Keuntungan yang Besar
Dengan menjadi pribadi yang murah hati, seseorang
sangat berpeluang meringankan atau menghilangkan derita dan beban saudara
seiman, dan ini berarti dia berhak menerima janji dari Rasulullah shallallahu
alaihi wasallam: “Barang siapa yang meringankan dari orang beriman satu
derita dari berbagai derita dunia maka Allah pasti meringankan darinya satu
darita dari berbagai derita hari kiamat. Barang siapa yang memudahkan orang
yang kesulitan maka Allah akan memberikan kemudahan baginya di dunia dan
akhirat…”HR Muslim. Syekh Ali Ahmad at Thohthowi berkata: “Ada
rahasia tersimpan dalam hadits ini, yaitu janji bahwa seorang yang meringankan
derita atau mumudahkan kesulitan orang lain pasti mendapat keuntungan besar
berupa menutup ajal dengan baik atau mati dengan membawa Islam, Husnul
Khatimah, sebab seorang kafir di akhirat sama sekali tidak dikasihi olehNya
serta tiada sedikitpun derita dan kesulitan mereka diringankan.

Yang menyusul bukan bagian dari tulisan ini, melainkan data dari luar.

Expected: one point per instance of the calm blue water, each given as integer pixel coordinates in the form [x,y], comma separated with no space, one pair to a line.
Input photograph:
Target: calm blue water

Beliau
melanjutkan: Dari hadits ini juga bisa dipetik sebuah pengertian mengenai
anjuran mengeluarkan uang tebusan untuk seorang muslim yang ditawan oleh orang
kafir, menyelamatkan seorang muslim dari tangan orang-orang zhalim serta
membebaskannya dari penjara. Disebutkan bahwa ketika keluar dari penjara, maka
Nabi Yusuf as menuliskan di pintu penjara: “Ini adalah kuburan orang yang
hidup, kepuasan para musuh, dan bahan
ujian (kesetiaan) bagi teman – teman”.